Al igual que en el flamenco, en el periodismo, los híbridos, los heterodoxos, han acabado por convertirse en los clásicos del mañana, aspecto que, sin duda, y con décadas de profesión a sus espaldas, convierte a Juan Cruz Ruiz (Puerto de la Cruz, 1948) en un clásico. Y no sólo por su versatilidad, que le ha llevado a desempeñarse en todas las facetas, incluidas las laterales, ligadas a la profesión, desde fundar un periódico –El País– a dirigir una editorial -Alfaguara- y ejercer de crítico y gacetillero raso, sino por los libros que le ha dedicado a la experiencia, que, en su caso, y en lo referente a la literatura es a todas luces irrepetible, tanto por la trascendencia de los autores que le rodearon como por las circunstancias que atravesaba el país: las del nacimiento y consolidación de un ecosistema cultural que empezaba a dejar atrás los malabarismos frente a la censura y a poblarse de voces que marcarían a los lectores hispanohablantes hasta bien entrada la actualidad.
Un proceso que Juan Cruz viviría en primerísima persona, con todas las distracciones narrativas que eso conlleva, y que aparecería como contrapartida en el que se ha ido fraguando en algo que es mucho más que un convidado o un hermano menor de su producción novelística: su ya extensa biblioteca sobre sus memorias como periodista, que ha dado a la luz algunas de las páginas recientes más interesantes de ese subgénero tan ducho en pasminas y pendencias que es la trastienda de la literatura y del mundo de la edición. Asunto que ya abordó frontalmente en Egos revueltos (Premio Comillas), al que ahora da continuidad con Secreto y pasión de la literatura, auténtica autobiografía orillada marca de la casa en la que el autor describe sus encuentros con escritores fundamentales como Mario Vargas Llosa, Borges o Javier Marías. En ocasiones valiéndose de antiguas entrevistas que son joyas del periodismo y que a través de este libro y de sus comentarios posteriores proporcionan un justificadísimo baipás a esa eternidad de bites y de sarcófago de hemeroteca que acota el porvenir de lo que se publica en prensa. Y siempre conducido por un tono melancólico y elegiaco que tiene mucho de homenaje -a Beatriz de Moura y Toni López Lamadrid, fundadores de Tusquets, fundamentalmente- en un volumen en el que la muerte y la celebración de la amistad están mucho más que presentes.
Con recursos que van desde la semblanza al diálogo y la evocación, Cruz compone un extraordinario fresco que, sin ánimo de establecer un canon que no sea personal y sentimental, contiene referencias troncales para la historia de la escritura y de la lectura de los últimos cincuenta años.
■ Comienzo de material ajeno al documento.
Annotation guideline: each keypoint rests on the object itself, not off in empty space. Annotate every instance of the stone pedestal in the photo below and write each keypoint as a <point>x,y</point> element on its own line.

Por momentos, además, expuestos en un grado insólito de desnudez propiciado tanto por la pericia del entrevistador como por su condición simultánea de escritor, periodista y editor, triple blasón que funciona mucho mejor que las celosías a la hora de alentar la confesión e, incluso, de admitir la propia vulnerabilidad. Fiel a su estilo, Cruz rinde culto y humaniza al mismo tiempo a los autores que más admira y que acabarían siendo sus amigos. Una mirada, la humana, la de admiración, muchas veces desdeñada, que, como testimonia este libro, no está ni mucho menos reñida con la dignidad del periodismo ni con la buena literatura.